It’s well known that the insurance industry is one of the most competitive sectors with the highest rates of customer churn which is eroding profitability. Yet look at the speed at which new entrants, such as Lemonade in the US, have disrupted the industry. Five years ago it didn’t exist. Today it’s valued at $2bn. Using Artificial Intelligence (AI) combined with connected and automated third-party data, it has very quickly scaled its offering.
But it’s not just newcomers that can take advantage of AI, existing players in the insurance market can implement AI into their business to leap ahead of the competition.
Five ways AI can enhance your business:
1. Pricing risk outside of the norm
To be able to price risk accurately you need to rely on accurate data. In the past, models have been based on the ‘norm’. This approach causes problems for properties that fall outside of this e.g. large houses, listed buildings or properties located in prime postcodes. Price then comes with a large amount of uncertainly meaning that they risk becoming significantly over or under insured. This has served to erode profitability; at best leaving money on the table, at worst resulting in significant claims that could have been predicted. Creating new models that identify these properties and accounts for their ‘differences’ will enable insurers to manage pricing and therefore risk more effectively.
2. Improved confidence
Insurers may be reliant on their customers telling them the cost of rebuilding their property or the information may have been supplied by a model. If so, how accurate is the information and the model that predicted it? This is a key question as under data protection legislation and data ethics, explainability is a legal requirement. By applying AI to create confidence scores, insurers are able to make more informed decisions about whether to price the risk or ask more questions.
3. Better customer understanding
Data has long been vaunted as a panacea, but so far has failed to realise its potential. The reason for this is that whilst the industry is data rich, the data tends to be disconnected and channel centric. Understanding the ‘what’ and the ‘why’ when it comes to motivating customer action can be tricky.

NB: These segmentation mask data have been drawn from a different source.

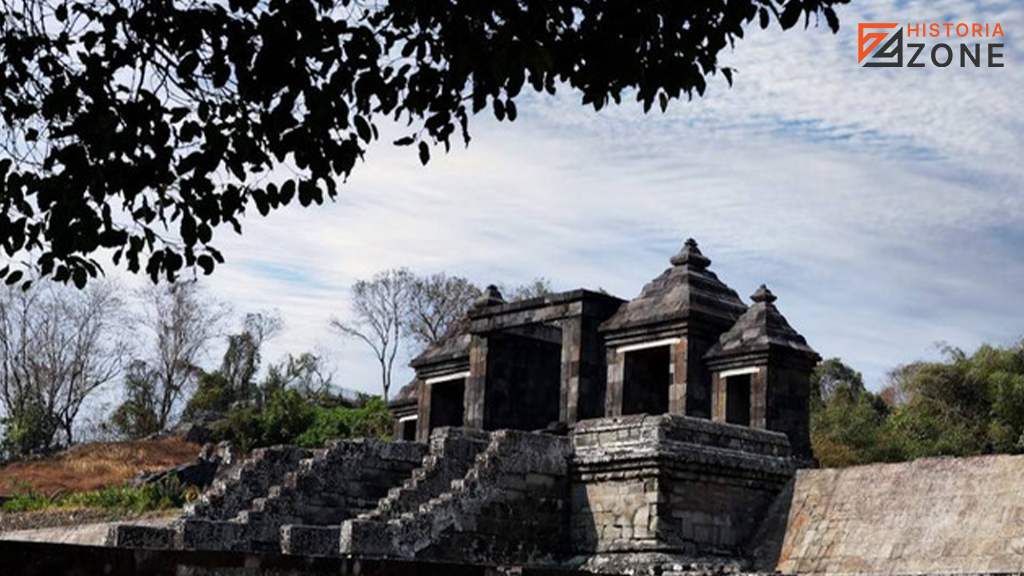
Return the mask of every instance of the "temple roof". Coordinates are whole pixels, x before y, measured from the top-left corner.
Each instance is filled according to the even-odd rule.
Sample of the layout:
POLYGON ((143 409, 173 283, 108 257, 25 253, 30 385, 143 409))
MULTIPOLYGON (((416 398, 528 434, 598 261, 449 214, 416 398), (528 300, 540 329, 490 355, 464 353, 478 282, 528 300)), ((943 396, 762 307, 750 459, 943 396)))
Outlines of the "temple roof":
POLYGON ((711 260, 690 238, 670 259, 672 267, 652 280, 635 299, 601 324, 601 330, 619 331, 704 316, 730 325, 747 309, 739 295, 708 270, 711 260))
POLYGON ((764 284, 750 299, 754 303, 732 328, 722 334, 705 358, 762 352, 772 347, 805 356, 818 355, 775 307, 775 295, 764 284))
POLYGON ((413 378, 408 384, 399 388, 398 393, 391 398, 388 405, 399 406, 402 404, 415 404, 420 397, 419 388, 417 388, 416 384, 417 381, 413 378))
POLYGON ((416 368, 425 364, 436 364, 469 356, 469 347, 473 343, 473 335, 469 332, 469 321, 463 319, 452 326, 448 336, 436 344, 431 344, 419 356, 409 362, 416 368))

One of the major benefits of AI is it is undaunted by big data. In fact, the more data (so long as it’s accurate) the better. This means that you can supplement your traditional customer data sets with new AI-led data. Traditional stable data like demographics or property type can be enhanced with more transient data such as opinions, clicks, like and emotions, engagement, transactions and societal trends. When brought together in the right way this holistic overview is incredibly powerful and can be used to create more predictive models.
4. More predictive models
Traditional statistics identify linear patterns in data or evaluate human hypotheses. With AI, highly complex, nonlinear patterns can be identified without human bias or pre-conceptions. Ultimately this means you can find patterns that would have been impossible to discover without AI. New models can be built using previously unknown insight as a foundation, leading to greater prediction power and ultimately enhanced business outcomes. What’s more, the models get more accurate as they learn and find new patterns in the data that can be used to both further enhance the model and further enhance the business outcomes
5. Identifying the what and the why through AI-powered customer segmentation
Through the application of computer and data science the process of developing customer segmentations can now be automated. This has significantly reduced the build time from months to weeks. As a result, segmentations can now be developed for specific use cases enabling organisations to better understand the motivations of their customers. For instance, anticipating when customers are most likely to move house due to downsizing. By predicting this future behaviour it becomes possible to tailor communications from short-term price reduction deals to longer term insurance planning; making the move from insurance supplier to insurance partner and thus reducing churn.
There is no doubt that the possibilities that AI affords are truly transformational. Broadly speaking it is still in its infancy and we are all still on a journey of discovery. Every day we uncover new applications that yesterday we didn’t know were possible.